Bestuursprocesrecht II - B2 - Rechten - UvA - Oefententamen bij deeltoets A

Vragen

Vraag 1

Alexander wil een foodtruck exploiteren in een park waarvan de gemeente eigenaar is. Hij vraagt de gemeente toestemming om zijn foodtruck in dit park neer te zetten. De gemeente heeft daar geen bezwaar tegen mits Alexander met haar een overeenkomst sluit waarin hij toezegt dat hij 5% van zijn omzet als vergoeding voor het gebruik van het parkaan de gemeente zal afdragen. Alexander vindt dat een onaanvaardbaar bedrag en vraagt zich af of de gemeente daar wel toe gerechtigd is. Hij wint daarom advies in bij zijn advocaat. Deze vertelt hem – onder verwijzing naar art. 229 e.v. van de Gemeentewet – dat de gemeente niet gerechtigd is dit bedrag via het sluiten van een dergelijke overeenkomst te vragen.

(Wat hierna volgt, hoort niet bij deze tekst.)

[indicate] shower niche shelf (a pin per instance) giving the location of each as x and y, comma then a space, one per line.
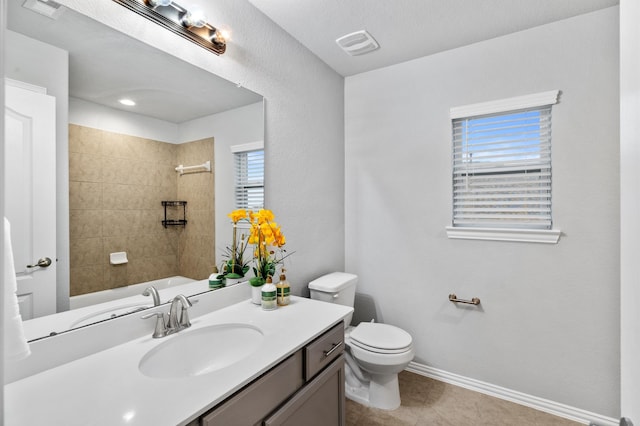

Heeft de advocaat gelijk en wat is waarschijnlijk zijn of haar onderbouwing?

Vraag 2

Artikel 3 van de Drank- en Horecawet stelt: Het is verboden zonder daartoe strekkende vergunning van de burgemeester het horecabedrijf of slijtersbedrijf uit te oefenen.
Artikel 44a luidt: De burgemeester kan een bestuurlijke boete opleggen ter zake van overtreding van het in artikel 3 gestelde.
Artikel 44b luidt: Bij algemene maatregel van bestuur wordt een bijlage vastgesteld, die bij elke daarin omschreven overtreding het bedrag van de deswege op te leggen bestuurlijke boete bepaalt.

Uit de in art. 44b bedoelde bijlage volgt dat overtreding van art. 3 DHW een boete van 900 euro oplevert, indien de vergunning nog niet is verleend.

Laura heeft op 20 maart een vergunning aangevraagd voor het schenken van alcohol bij het exploiteren van een restaurant. In afwachting van de vergunning opent zij alvast op 22 april haar nieuwe restaurant, waarbij ze alcohol schenkt. Op 29 april ontvangt zij de vergunning. Op 9 mei krijgt zij echter een brief waaruit blijkt dat haar een boete van 900 euro wordt opgelegd wegens overtreding van art. 3 DHW.

Laura is het niet eens met deze boete. Ze stelt dat de boete niet opgelegd mocht worden, omdat de overtreding inmiddels ongedaan is gemaakt. Bovendien vind ze dat de boete – gelet op de ernst van de overtreding – onevenredig hoog is. Van de rechter krijgt Laura echter op beide punten ongelijk: haar beroep wordt ongegrond verklaard.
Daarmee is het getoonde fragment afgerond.